Cet excellent et envoutant polar de Jeff Loveness et Lisandro Estherren joue adroitement avec les codes de la science-fiction et du thriller métaphysique.
1973, Herring pourrait être un gendre idéal. Ce beau gosse aux épaules carrés bien mises en valeur par son imperméable croisé gris est le meilleur des agents doubles américains. Actuellement en mission à Berlin Est, il y a infiltré les services secrets. Alors qu’il aide des fugitifs à sauter le mur, il assiste à la chute d’une météorite. Récupéré par les Soviétiques, l’aérolithe est mis au secret dans un abri antiatomique. Or, la rumeur prétend que l’objet pourrait avoir une origine extraterrestre. Ses supérieurs lui ordonnent d’enquêter.

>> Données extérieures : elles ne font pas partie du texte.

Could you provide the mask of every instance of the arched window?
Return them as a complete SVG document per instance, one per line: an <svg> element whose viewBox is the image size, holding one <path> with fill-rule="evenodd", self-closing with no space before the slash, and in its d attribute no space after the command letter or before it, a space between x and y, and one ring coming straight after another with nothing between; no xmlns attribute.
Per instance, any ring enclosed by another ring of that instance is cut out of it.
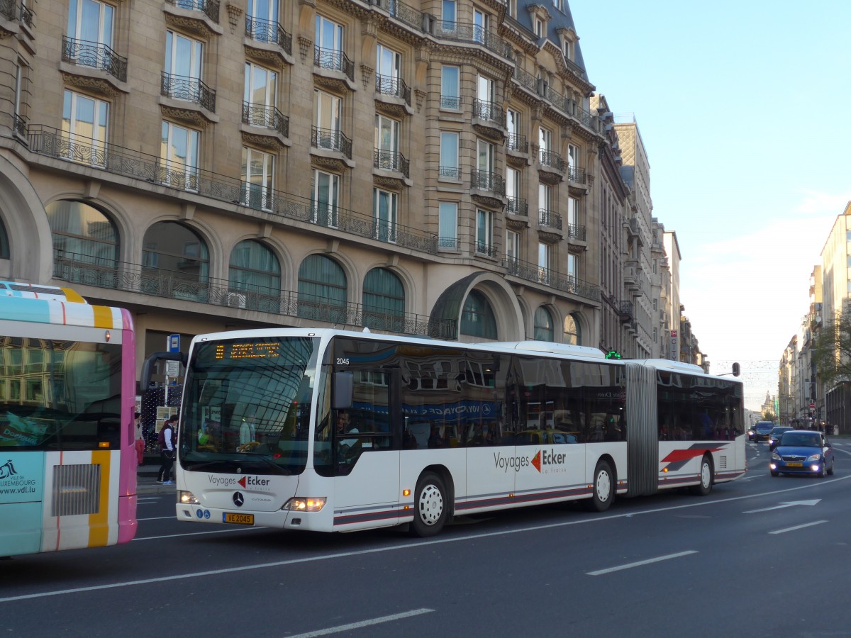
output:
<svg viewBox="0 0 851 638"><path fill-rule="evenodd" d="M3 220L0 220L0 259L10 259L9 254L9 234L6 232L6 226L3 225Z"/></svg>
<svg viewBox="0 0 851 638"><path fill-rule="evenodd" d="M534 339L536 341L553 340L552 315L544 306L539 306L534 311Z"/></svg>
<svg viewBox="0 0 851 638"><path fill-rule="evenodd" d="M281 263L265 244L253 239L237 243L231 253L227 280L228 305L280 311Z"/></svg>
<svg viewBox="0 0 851 638"><path fill-rule="evenodd" d="M44 210L57 266L70 262L102 266L111 274L116 270L118 231L110 218L83 202L53 202Z"/></svg>
<svg viewBox="0 0 851 638"><path fill-rule="evenodd" d="M471 290L461 312L461 334L496 339L496 318L488 299L477 290Z"/></svg>
<svg viewBox="0 0 851 638"><path fill-rule="evenodd" d="M349 323L343 269L325 255L311 254L299 266L299 316Z"/></svg>
<svg viewBox="0 0 851 638"><path fill-rule="evenodd" d="M174 221L154 224L142 240L142 286L175 299L207 301L209 251L192 230ZM168 288L160 288L163 282Z"/></svg>
<svg viewBox="0 0 851 638"><path fill-rule="evenodd" d="M396 273L373 268L363 279L363 325L403 332L399 320L405 314L405 288Z"/></svg>
<svg viewBox="0 0 851 638"><path fill-rule="evenodd" d="M564 343L582 345L582 330L573 315L564 317Z"/></svg>

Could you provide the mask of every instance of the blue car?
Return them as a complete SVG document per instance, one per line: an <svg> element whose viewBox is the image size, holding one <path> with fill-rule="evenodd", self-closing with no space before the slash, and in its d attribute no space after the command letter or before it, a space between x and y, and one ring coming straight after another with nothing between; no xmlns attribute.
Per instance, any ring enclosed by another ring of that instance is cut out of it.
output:
<svg viewBox="0 0 851 638"><path fill-rule="evenodd" d="M768 469L772 476L780 474L833 474L833 447L821 432L790 430L784 432L771 453Z"/></svg>

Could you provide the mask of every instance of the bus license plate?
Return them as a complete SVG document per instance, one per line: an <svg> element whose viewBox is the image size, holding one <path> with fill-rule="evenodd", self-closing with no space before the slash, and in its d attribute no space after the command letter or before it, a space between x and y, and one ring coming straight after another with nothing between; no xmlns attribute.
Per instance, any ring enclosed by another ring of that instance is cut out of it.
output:
<svg viewBox="0 0 851 638"><path fill-rule="evenodd" d="M222 515L222 522L236 523L237 525L254 525L254 514L235 514L234 512L225 512Z"/></svg>

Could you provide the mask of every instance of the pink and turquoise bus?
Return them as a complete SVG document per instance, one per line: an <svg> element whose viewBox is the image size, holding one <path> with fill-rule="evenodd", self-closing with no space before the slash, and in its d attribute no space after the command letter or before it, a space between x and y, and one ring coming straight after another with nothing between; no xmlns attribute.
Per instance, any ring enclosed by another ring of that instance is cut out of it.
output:
<svg viewBox="0 0 851 638"><path fill-rule="evenodd" d="M126 310L0 282L0 556L135 535L134 361Z"/></svg>

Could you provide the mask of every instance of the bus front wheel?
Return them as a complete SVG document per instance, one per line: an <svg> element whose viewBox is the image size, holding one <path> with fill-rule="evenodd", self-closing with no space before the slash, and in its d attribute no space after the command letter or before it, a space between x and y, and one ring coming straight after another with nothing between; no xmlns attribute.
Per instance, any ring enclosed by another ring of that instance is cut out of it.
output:
<svg viewBox="0 0 851 638"><path fill-rule="evenodd" d="M443 481L434 472L424 472L417 481L414 493L415 500L411 533L420 538L435 536L443 528L448 511Z"/></svg>
<svg viewBox="0 0 851 638"><path fill-rule="evenodd" d="M594 484L591 486L588 509L595 512L604 512L614 499L614 475L607 461L600 461L594 468Z"/></svg>

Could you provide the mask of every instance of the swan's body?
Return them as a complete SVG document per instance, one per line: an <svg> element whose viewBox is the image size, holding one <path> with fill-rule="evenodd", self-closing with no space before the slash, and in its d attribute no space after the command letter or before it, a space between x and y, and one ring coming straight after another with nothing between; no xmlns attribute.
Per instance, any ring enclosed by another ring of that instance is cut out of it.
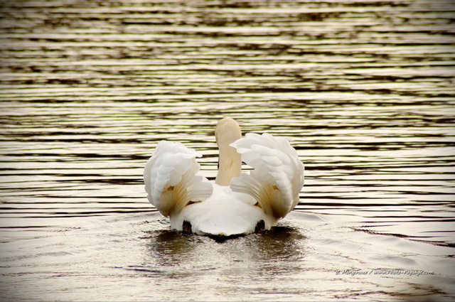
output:
<svg viewBox="0 0 455 302"><path fill-rule="evenodd" d="M198 174L200 155L182 144L162 141L147 162L147 198L173 229L233 236L269 230L299 203L304 165L284 138L242 132L235 121L216 127L220 150L215 183ZM254 170L241 173L242 161Z"/></svg>

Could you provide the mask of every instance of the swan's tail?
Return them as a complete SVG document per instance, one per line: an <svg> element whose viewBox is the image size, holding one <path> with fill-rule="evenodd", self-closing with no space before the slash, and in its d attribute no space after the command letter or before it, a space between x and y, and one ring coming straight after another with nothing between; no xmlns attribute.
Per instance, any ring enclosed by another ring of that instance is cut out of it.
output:
<svg viewBox="0 0 455 302"><path fill-rule="evenodd" d="M196 175L200 166L196 158L200 156L178 142L162 141L156 146L144 170L144 181L149 201L164 216L212 195L212 184Z"/></svg>
<svg viewBox="0 0 455 302"><path fill-rule="evenodd" d="M267 133L250 133L230 146L254 168L232 178L231 189L254 197L264 212L277 220L294 209L304 185L304 164L289 141Z"/></svg>

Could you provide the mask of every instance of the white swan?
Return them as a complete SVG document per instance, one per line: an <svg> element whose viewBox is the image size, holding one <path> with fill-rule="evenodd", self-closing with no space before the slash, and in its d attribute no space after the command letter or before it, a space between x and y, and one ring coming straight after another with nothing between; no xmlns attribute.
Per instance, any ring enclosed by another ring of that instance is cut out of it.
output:
<svg viewBox="0 0 455 302"><path fill-rule="evenodd" d="M173 229L234 236L270 230L299 203L304 164L288 141L242 132L224 118L215 131L220 151L215 183L198 175L201 155L178 142L160 141L147 162L147 198ZM242 161L253 168L241 173Z"/></svg>

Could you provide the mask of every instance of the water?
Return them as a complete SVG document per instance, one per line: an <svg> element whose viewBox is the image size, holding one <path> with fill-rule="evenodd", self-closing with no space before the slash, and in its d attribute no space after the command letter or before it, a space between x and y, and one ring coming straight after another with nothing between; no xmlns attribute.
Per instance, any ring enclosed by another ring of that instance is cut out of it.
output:
<svg viewBox="0 0 455 302"><path fill-rule="evenodd" d="M451 301L450 1L4 1L0 298ZM147 202L161 139L289 139L301 203L217 242Z"/></svg>

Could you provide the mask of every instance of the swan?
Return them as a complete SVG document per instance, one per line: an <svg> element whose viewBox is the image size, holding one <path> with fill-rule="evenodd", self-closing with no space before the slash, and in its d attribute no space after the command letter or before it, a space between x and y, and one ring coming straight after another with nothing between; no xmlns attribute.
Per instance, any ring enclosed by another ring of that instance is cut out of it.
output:
<svg viewBox="0 0 455 302"><path fill-rule="evenodd" d="M144 171L149 201L171 227L232 237L270 230L299 203L304 164L283 137L248 133L225 117L216 125L215 183L198 173L202 156L180 142L161 141ZM242 172L242 161L252 170Z"/></svg>

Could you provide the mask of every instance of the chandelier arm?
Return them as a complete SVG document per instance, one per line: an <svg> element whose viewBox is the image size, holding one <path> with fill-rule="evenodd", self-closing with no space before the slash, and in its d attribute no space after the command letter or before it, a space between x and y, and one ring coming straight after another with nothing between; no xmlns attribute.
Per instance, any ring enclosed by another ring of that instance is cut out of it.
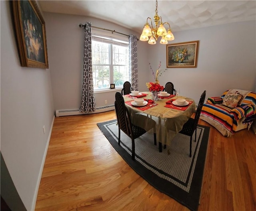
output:
<svg viewBox="0 0 256 211"><path fill-rule="evenodd" d="M170 29L171 29L171 26L170 25L170 24L169 24L169 23L168 23L167 22L165 22L163 24L163 26L164 26L164 24L168 24L169 25L169 28Z"/></svg>
<svg viewBox="0 0 256 211"><path fill-rule="evenodd" d="M151 18L150 18L150 17L148 17L148 18L147 18L147 23L148 23L148 19L149 19L150 20L150 22L151 23L151 28L153 28L153 24L152 24L152 20L151 19Z"/></svg>

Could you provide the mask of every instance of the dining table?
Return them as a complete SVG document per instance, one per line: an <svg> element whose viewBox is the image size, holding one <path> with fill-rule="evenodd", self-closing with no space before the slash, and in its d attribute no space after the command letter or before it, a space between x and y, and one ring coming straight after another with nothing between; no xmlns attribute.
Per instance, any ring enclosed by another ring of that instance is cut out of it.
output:
<svg viewBox="0 0 256 211"><path fill-rule="evenodd" d="M195 111L196 104L193 99L179 95L179 98L186 100L186 104L188 105L178 106L175 103L175 102L174 103L178 97L176 96L168 94L168 96L163 96L160 95L159 94L157 100L155 101L155 105L150 92L140 92L139 95L137 96L132 96L132 94L130 93L123 95L123 97L133 124L146 130L148 128L147 126L147 122L145 122L144 118L140 118L138 117L139 115L134 115L138 113L146 115L156 122L157 140L159 143L159 152L162 152L162 143L164 144L165 147L166 146L170 147L172 140L181 130L184 124ZM142 105L136 105L134 101L134 99L136 98L143 98L144 103ZM142 119L143 120L143 122ZM168 120L166 124L167 119ZM152 130L148 132L153 132ZM169 150L168 153L170 154Z"/></svg>

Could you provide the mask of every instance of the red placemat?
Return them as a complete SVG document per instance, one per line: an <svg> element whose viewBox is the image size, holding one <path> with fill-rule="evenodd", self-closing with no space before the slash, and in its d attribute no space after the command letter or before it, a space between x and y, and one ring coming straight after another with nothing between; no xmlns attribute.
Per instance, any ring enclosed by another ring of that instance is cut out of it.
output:
<svg viewBox="0 0 256 211"><path fill-rule="evenodd" d="M192 102L187 101L188 102L188 105L186 106L177 106L175 105L174 105L172 103L172 101L175 101L176 100L176 99L172 99L170 101L168 101L166 102L166 105L164 106L164 107L179 110L185 110L188 108L189 106L193 103Z"/></svg>
<svg viewBox="0 0 256 211"><path fill-rule="evenodd" d="M138 95L137 96L134 96L134 98L140 98L140 97L146 97L146 96L148 94L143 94L143 93L141 93L142 94L140 95ZM132 98L132 95L130 95L130 94L128 94L128 95L124 95L125 97L130 97L130 98Z"/></svg>
<svg viewBox="0 0 256 211"><path fill-rule="evenodd" d="M131 106L132 106L132 107L136 108L138 108L138 109L140 110L146 110L149 109L151 108L153 108L153 107L154 107L155 106L156 106L157 105L158 105L158 104L156 104L155 105L153 105L153 103L150 103L148 102L148 104L144 106L142 106L142 107L140 107L139 106L134 106L133 105L132 105L132 104L131 103L131 102L132 101L126 102L125 103L129 105L130 105Z"/></svg>

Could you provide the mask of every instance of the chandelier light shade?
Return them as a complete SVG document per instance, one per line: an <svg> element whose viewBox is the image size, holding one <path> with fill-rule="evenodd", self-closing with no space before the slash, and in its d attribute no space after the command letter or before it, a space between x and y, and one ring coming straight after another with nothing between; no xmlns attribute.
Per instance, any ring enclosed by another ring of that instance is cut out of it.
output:
<svg viewBox="0 0 256 211"><path fill-rule="evenodd" d="M148 44L154 45L156 43L158 38L160 37L162 37L162 39L160 41L161 44L168 44L168 41L173 40L174 39L174 36L172 32L171 27L169 23L165 22L164 23L162 21L162 17L159 16L157 13L157 0L156 1L156 14L154 17L154 22L155 22L155 27L153 27L152 24L152 20L149 17L147 19L147 22L144 25L143 30L140 35L140 40L141 41L147 41L148 40ZM150 20L151 25L148 22ZM169 26L168 31L164 26L164 24L167 24Z"/></svg>

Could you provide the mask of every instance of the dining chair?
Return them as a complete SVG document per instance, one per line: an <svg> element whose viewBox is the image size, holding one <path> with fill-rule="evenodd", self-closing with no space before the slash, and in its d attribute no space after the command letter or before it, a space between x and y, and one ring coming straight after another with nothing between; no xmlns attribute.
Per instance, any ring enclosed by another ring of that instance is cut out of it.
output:
<svg viewBox="0 0 256 211"><path fill-rule="evenodd" d="M122 89L121 93L122 95L125 95L131 93L131 83L129 81L126 81L124 83L123 88Z"/></svg>
<svg viewBox="0 0 256 211"><path fill-rule="evenodd" d="M206 91L204 90L201 95L199 102L197 106L196 111L196 112L194 118L190 117L188 121L184 124L181 130L179 132L179 133L190 136L189 153L190 157L191 157L192 154L192 137L194 132L195 142L196 142L196 128L197 128L197 125L199 120L199 118L200 117L200 114L202 111L202 108L204 102L206 92Z"/></svg>
<svg viewBox="0 0 256 211"><path fill-rule="evenodd" d="M134 160L135 160L135 140L146 133L147 131L132 123L130 114L128 109L125 106L124 100L122 94L120 92L116 92L115 97L115 109L118 126L118 145L120 145L122 130L132 140L132 159ZM156 145L156 122L146 116L137 114L134 114L135 116L136 115L137 116L134 117L135 119L137 117L140 119L140 122L144 122L144 124L147 122L147 130L153 129L154 144Z"/></svg>
<svg viewBox="0 0 256 211"><path fill-rule="evenodd" d="M174 86L173 85L173 84L172 82L167 82L165 84L165 87L164 87L164 89L163 91L167 92L167 93L170 95L173 95L173 93L174 91Z"/></svg>

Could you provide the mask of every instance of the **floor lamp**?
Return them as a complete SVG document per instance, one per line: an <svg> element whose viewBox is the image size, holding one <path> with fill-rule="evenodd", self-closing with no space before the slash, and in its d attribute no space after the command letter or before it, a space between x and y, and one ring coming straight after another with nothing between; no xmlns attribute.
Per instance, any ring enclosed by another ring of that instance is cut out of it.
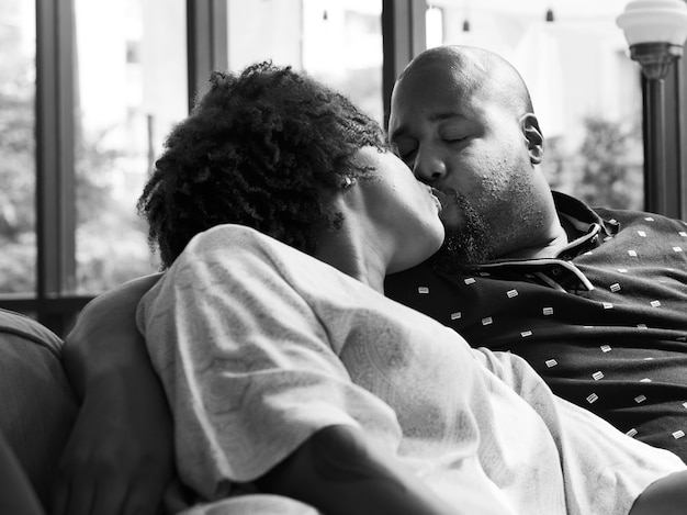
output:
<svg viewBox="0 0 687 515"><path fill-rule="evenodd" d="M665 156L664 79L673 63L683 55L687 38L687 4L684 0L633 0L617 19L630 45L630 57L637 60L644 77L644 191L646 211L667 212Z"/></svg>

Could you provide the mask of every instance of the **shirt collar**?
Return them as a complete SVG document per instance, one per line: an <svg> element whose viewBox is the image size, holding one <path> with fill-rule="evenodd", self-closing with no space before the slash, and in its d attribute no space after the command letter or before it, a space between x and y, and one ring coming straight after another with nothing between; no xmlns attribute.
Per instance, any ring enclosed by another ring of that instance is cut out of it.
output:
<svg viewBox="0 0 687 515"><path fill-rule="evenodd" d="M601 219L587 204L570 195L558 191L553 191L552 194L561 223L573 227L577 233L576 237L559 253L559 258L572 259L618 234L620 228L618 222Z"/></svg>

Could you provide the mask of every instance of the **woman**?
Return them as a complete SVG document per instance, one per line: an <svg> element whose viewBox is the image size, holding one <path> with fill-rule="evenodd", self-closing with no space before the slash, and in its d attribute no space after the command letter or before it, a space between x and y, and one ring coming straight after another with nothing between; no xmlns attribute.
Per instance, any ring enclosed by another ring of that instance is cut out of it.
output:
<svg viewBox="0 0 687 515"><path fill-rule="evenodd" d="M189 513L640 514L679 490L669 452L383 296L441 245L441 205L308 77L215 74L139 206L168 270L138 324Z"/></svg>

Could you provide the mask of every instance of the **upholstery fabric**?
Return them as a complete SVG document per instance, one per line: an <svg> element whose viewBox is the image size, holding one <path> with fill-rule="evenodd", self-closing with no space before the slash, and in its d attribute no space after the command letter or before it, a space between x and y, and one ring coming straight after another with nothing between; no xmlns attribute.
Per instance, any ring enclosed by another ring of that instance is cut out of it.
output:
<svg viewBox="0 0 687 515"><path fill-rule="evenodd" d="M61 348L34 320L0 310L0 433L44 505L78 407Z"/></svg>

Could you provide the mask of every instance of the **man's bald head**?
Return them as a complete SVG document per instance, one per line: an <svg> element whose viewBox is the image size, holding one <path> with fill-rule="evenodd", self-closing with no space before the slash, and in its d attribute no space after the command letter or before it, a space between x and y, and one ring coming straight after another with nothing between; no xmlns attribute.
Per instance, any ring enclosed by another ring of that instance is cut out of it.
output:
<svg viewBox="0 0 687 515"><path fill-rule="evenodd" d="M406 77L424 75L430 68L450 72L465 99L480 94L485 100L513 108L517 115L533 112L527 86L513 65L493 52L473 46L447 45L423 52L406 66L395 88Z"/></svg>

404 Éditions nous gâte avec ce très étrange album, qui pourrait être présenté comme l’improbable association entre les ténébreux et longs monologues des œuvres d’Andreï Tarkovski ou de Terence Malick avec les violents combats souterrains d’un plus classique FPS.
Commençons par l’extraordinaire colorisation des dessins, pourtant très sobres, de Lisandro Estherren. Patricio Delpeche pratique une aquarelle souvent monochrome aux couleurs froides, qui magnifie les jeux des ombres et de la lumière. Son travail sur les visages, représentés en gros plan, crée des failles, des doutes et des transparences inquiétantes, diffusant une angoisse surnaturelle. Les deux Argentins maitrisent aussi bien la représentation d’un Berlin triste et gris que les envolées fantastiques en huis clos. L’ensemble est magnifié par l’impression en grand format, l’absence de marge accentuant l’impression d’étouffement.
L’agent Herring est convoqué au siège des services secrets. L’action se concentre sur Anzhela, la colonelle russe, une femme forte vétérane de la Grande guerre patriotique et sur le froid Kelner, l’as de la Stasi. Les premiers témoins sombrent dans la folie, tous évoquent une vérité à accueillir, des portes à ouvrir et doivent être abattus. Leur démence semble contagieuse. Herring est, à son tour, touché. Or, il possède un rapport complexe avec la vérité. Sur ordre, n’a-t-il pas toujours menti ? À l’image de ses confrères et ennemis Kelner et Anzhela, il a lutté contre les traitres et pourchassé leurs mensonges, afin d’imposer une vérité officielle, un mensonge symétrique, ou presque.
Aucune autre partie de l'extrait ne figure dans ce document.